Le DJ saturait les enceintes. Ma tête ressemblait à une citrouille. Je suis descendu dans le jardin rejoindre les fumeurs, quitte à attraper la crève. C'est fait. Au clair de lune, devant les bambous, je rencontre Alex qui partage mon goût pour Ives, Ligeti, Scelsi et quelques autres atypiques... En rupture d'avec ses études classiques il a plongé dans la composition instinctive. Ma démarche aboutit au même point, mais en passant par le terrain ! Dans la conversation il évoque une compositrice américaine dont il est fan et dont je n'ai jamais entendu parler, Gloria Coates (autre site).


Née en 1938 dans le Wisconsin, vivant aujourd'hui à Munich, Gloria Coates affectionne particulièrement les glissandi chers à Penderecki (première période) et Xenakis, les timbales venant souvent donner du gras aux cordes. Sa musique n'a pas la froideur des férus de mathématiques. Les sentiments dramatiques flottent au-dessus d'un océan lugubre. Les pièces pour orchestre, à la fois minimalistes et aux textures insaisissables, conviennent particulièrement à sa critique du monde. Gloria Coates joue des dissonances, quarts de ton, canons et palindromes sans ne jamais négliger de susciter de fortes émotions. On pense au Hongrois et à l'Italien évoqués plus haut ainsi qu'aux Américains qu'elle se charge de faire connaître en Allemagne. À son actif, quinze symphonies, neuf quatuors, des pièces vocales et chorales, de la musique électronique, quantité d'autres alliages et les tableaux qui ornent ses pochettes. Je me suis fié à mon interlocuteur et j'ai commandé tout ce qui était disponible. S'annonce un festival Coates en ma demeure.

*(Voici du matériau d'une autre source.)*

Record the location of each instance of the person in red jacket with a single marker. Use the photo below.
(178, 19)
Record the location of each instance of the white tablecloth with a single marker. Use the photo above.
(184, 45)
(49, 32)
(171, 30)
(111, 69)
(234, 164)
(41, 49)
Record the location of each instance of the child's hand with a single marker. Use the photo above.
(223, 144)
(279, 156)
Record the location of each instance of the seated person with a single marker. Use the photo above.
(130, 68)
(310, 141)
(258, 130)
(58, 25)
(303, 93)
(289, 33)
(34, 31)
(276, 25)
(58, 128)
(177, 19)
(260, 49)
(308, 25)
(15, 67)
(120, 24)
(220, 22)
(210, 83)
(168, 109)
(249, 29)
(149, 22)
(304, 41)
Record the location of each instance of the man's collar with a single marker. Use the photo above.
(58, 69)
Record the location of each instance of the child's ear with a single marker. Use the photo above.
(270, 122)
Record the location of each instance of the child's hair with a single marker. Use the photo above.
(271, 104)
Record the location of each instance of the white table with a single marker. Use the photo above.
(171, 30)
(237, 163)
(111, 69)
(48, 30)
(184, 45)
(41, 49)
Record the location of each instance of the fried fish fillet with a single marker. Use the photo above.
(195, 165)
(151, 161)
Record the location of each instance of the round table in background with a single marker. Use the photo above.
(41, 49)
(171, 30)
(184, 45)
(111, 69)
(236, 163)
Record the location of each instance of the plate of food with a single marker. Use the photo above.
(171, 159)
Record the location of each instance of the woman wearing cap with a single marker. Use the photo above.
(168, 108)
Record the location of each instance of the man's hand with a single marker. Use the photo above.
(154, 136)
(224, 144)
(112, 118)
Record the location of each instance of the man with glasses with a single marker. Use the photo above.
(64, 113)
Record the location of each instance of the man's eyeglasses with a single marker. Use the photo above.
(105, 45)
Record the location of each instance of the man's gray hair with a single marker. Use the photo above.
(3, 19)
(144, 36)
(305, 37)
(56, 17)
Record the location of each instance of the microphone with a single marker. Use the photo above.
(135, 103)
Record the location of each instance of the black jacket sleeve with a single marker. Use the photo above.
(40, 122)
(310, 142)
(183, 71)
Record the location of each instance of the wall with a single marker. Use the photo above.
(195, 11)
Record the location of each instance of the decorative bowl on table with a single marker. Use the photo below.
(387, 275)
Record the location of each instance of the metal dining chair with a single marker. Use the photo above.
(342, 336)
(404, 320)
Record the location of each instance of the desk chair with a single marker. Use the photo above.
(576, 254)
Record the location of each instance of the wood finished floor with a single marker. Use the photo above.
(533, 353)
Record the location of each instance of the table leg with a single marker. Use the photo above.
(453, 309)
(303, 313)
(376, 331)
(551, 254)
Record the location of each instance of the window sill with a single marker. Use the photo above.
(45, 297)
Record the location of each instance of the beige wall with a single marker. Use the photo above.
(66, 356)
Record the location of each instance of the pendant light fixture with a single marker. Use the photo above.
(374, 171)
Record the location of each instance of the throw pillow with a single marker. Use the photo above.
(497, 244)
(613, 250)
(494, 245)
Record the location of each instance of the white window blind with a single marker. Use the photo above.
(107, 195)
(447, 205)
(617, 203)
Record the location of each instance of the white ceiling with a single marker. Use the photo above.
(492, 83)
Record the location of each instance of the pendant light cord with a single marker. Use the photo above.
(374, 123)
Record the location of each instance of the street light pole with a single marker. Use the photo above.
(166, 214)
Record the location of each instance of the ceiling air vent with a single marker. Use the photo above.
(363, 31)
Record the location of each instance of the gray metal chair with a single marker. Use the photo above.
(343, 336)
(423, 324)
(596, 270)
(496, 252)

Tandis que je remplis mon panier j'en profite pour y ajouter un nouvel album de pièces de Fausto Romitelli (1963-2004) interprétées par l'Ensemble Musiques Nouvelles dirigé par Jean-Paul Dessy, mais je n'ai pas le même choc qu'avec Professor Bad Trip ou An Index of Metal. Y sont réunies Amok Koma, Flowing Down Too Slow, Domeniche alla periferia dell'impero, nell'alto dei giorni immobili et The Nameless City. On retrouve néanmoins tout ce qui nous fascinait, liberté totale de ton et d'emprunt sans ne jamais perdre son propre style, maîtrise des timbres, l'oreille absolue pour son temps, à savoir que d'être capable de tout entendre lui ouvre la voie des découvertes...
Enfin le nouveau Kronos Quartet est consacré à Vladimir Martynov, né en 1946, qui passe ici Mahler et Schubert à la loupe et au ralentisseur ! Musique répétitive à la russe où le tempo est détendu jusqu'au point mort, la contemplation musicale naissant de cette abstraction figurative, transposition probable de rites orthodoxes, démarche classique en regard de celle de Romitelli... Pour le Schubert-Quintet (Unfinished), l'ancienne violoncelliste du Kronos, Joan Jeanrenaud, rejoint ses anciens camarades. C'est évidemment plus léger que la gravité de Gloria Coates, mais à chaque moment de la journée, à chaque humeur correspond la musique adéquate.